Ротный подозвал меня перекусить, и я бегом догнал его БМП. Техника стояла, не заглушая моторов, где-то что-то застряло.

— Какая мощь! Что скажешь, «замполь»? — спросил ротный.

— Да, впечатляет!

— Впечатляет… Вот смотри: тут собраны пара бригад материального обеспечения, бригада РЭБ, полк связи, артиллерийский полк, артиллерийская бригада, батальоны связи, еще черт знает что. Штабы, штабы, штабы. Сплошные кунги и будки на колесах. А в горы идут четыре «кастрированных» батальона. Мы в горах по отношению к «духам» всегда в меньшинстве. Одна надежда, что если прижмут, вызвать авиацию или артиллерию на себя, может, повезет и свои не зацепят.

— У меня из головы не выходит убитый афганец. Если мы тут убиваем просто так, то какую тогда интернациональную помощь оказываем? Этот пастух всю ночь не выходит у меня из головы. Так и стоит передо мной: руки жмет, лепешку сует. Глаза добрые. Рядом баба с детьми.

— Ну, этого ты видел глаза в глаза, а представь: прилетели вертолеты или авиация, бросили бомбы, пустили «нурсы» — и привет кишлаку вместе с детьми, стариками, ханумками. «Духи» или не «духи» — никто не разбирается. Посмотри, сколько вокруг развалин, тут жили до нас люди, взгляни, у каждого кишлака, за каждым домом свежие могилы, а за пять лет их, наверное, около миллиона.

— Кошмар. Не правда. Не может быть!

— Правда. Это война ради войны. Нужно армию где-то обкатать, вот и обкатывают. У американцев был Вьетнам для проверки армии и техники, а мы тут проверяем.

— Но до бесконечности это продолжаться не может.

— Не может. А может, и может. Как остановить войну? Как генералам и политикам сохранить лицо? Войну начать легко, а вот закончить трудно, очень трудно. Особенно вот такую партизанскую. Партизаны и каратели.

— Не ожидал оказаться карателем. Я ехал добровольцем сюда, как в тридцатые ехали в Испанию.

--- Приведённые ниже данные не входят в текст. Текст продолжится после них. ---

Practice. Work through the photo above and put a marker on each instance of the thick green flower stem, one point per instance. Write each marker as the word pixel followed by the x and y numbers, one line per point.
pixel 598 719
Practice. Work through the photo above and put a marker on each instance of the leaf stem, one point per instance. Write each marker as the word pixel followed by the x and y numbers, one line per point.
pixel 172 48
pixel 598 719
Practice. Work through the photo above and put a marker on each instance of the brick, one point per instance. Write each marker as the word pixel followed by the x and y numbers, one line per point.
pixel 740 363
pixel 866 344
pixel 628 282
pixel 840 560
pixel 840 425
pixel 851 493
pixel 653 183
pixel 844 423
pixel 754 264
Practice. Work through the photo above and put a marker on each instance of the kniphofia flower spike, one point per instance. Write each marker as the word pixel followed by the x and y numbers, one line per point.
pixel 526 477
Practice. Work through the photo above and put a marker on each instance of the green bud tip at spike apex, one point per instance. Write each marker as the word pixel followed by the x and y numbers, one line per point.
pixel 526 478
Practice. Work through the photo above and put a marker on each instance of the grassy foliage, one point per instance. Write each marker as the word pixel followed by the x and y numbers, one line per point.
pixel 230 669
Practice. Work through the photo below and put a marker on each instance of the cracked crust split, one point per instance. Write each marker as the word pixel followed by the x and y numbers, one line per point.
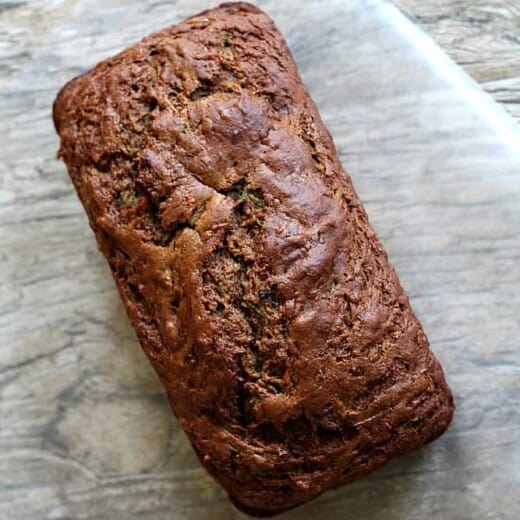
pixel 259 291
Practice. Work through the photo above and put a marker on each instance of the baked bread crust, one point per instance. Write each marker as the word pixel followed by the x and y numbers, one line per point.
pixel 246 263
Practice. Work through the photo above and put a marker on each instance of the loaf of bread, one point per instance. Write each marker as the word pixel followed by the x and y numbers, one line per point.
pixel 258 290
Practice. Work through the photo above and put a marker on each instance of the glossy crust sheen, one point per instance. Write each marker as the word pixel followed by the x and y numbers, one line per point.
pixel 245 260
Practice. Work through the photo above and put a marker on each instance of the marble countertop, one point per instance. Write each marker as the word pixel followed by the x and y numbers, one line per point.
pixel 85 429
pixel 482 36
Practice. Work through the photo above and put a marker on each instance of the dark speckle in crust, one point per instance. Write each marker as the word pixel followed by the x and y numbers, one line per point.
pixel 246 262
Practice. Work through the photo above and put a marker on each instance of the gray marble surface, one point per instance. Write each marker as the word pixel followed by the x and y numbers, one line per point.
pixel 482 36
pixel 85 430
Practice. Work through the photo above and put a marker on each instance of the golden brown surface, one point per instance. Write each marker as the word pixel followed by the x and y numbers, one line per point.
pixel 246 263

— Ошибся. Мы тут воюем с целым народом, почти со всей страной.

***

Колонна все тянулась и тянулась. Авангард уже вошел в Кабул, а мы все ехали и ехали. Несколько раз наносили удары прямо с дороги по окрестностям в ответ на выстрелы мятежников. Но это были вылазки сумасшедших. Шла исполинская сила. Артиллерия и авиация тотчас же перепахивала тот квадрат, где что-то шевелилось.

***

В полку сразу началась неразбериха. Приказы сменяли один другой. Разгружаться — не разгружаться. Отдыхать — не отдыхать. Подать наградные списки, помыть людей, навести порядок. Солдаты сложили мешки, оружие поставили в оружейку, а боеприпасы не сдали. Ожидался новый выход. Куда — было не ясно. Обстановка в штабе была очень нервная, и никто ничего не мог понять. Командир полка приказал представить ротного и взводного сапера к орденам, отличившихся солдат и офицеров нашей роты — к медалям. Целую ночь писари трудились над представлениями на награды. Командир роты сиял.